リボンマイク技術解説 「ナチュラルな音質の秘密」

リボンマイクとは?

リボンマイクは電磁誘導の原理をそのまま形にしたようなシンプルな原理のマイクロホンです。電磁誘導とは磁界中にある導体が動くと導体に電位差が発生し電流が流れる。そうですフレミング右手の法則です。この導体を帯状(リボン)にすると空気振動を受けることができ、導体の振動から電気信号を得る事が可能になります。リボンは空気粒子の変位に逆らうことなく振動しなければならないので、極々薄く作られ軽量化を図っています。導体の材質には一般的にアルミニウムの薄く延ばした物(アルミ箔)が使用されます。

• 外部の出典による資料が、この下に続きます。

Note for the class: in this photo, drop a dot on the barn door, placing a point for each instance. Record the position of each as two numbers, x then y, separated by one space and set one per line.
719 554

導体に発生する電位差は磁力と変位速度と導体の長さに比例します。この事から導体であるリボンを蛇腹状にし長さを稼ぎ出力を上げています。しかし、大きな出力を得ようとリボンを長くすると今度は周波数が高い振動についていけなくなります(高域のレスポンスの低下)、また重量が増し空気粒子の振動の妨げになってしまいます。出力レベルと周波数特性は常にトレードオフです。この部分の解釈の仕方に各リボンマイクメーカーの特色が一番現れているのではないでしょうか。

コンデンサ型、リボン型の違い

コンデンサーマイクロホン

  • 振動板がバックプレートに接触しないよう振幅制限される。
  • コンデンサーマイクは振動板とその直後に配置されるバックプレートで形成されている。その距離僅か10μm、接触を避けるため振動板はピンと張られ、可動範囲が制限される。

リボンマイクロホン

  • 振動帯がブラブラ吊るされていて制限なく自由に動く。
  • リボンマイクロホンの振動帯は蛇腹に折られ磁界の中に吊るされた状態で、空気粒子の振動にリニアに追従できる

コンデンサーマイクの場合は、瞬間的な音圧に対して振動板の可動範囲の制限があるためコンプレッション感があるが、リボンマイクロホンにはそれがないため、アタックのスピード感に追従できる。リボンマイクのナチュラルなサウンドの秘密だ。

音波の検出方式

コンデンサマイクは音を、振動板を押す力(または引く力)、圧力=音圧として検出します。振動板にかかる音圧が動かした振動板の位置情報の連続データを音声信号として取り出します。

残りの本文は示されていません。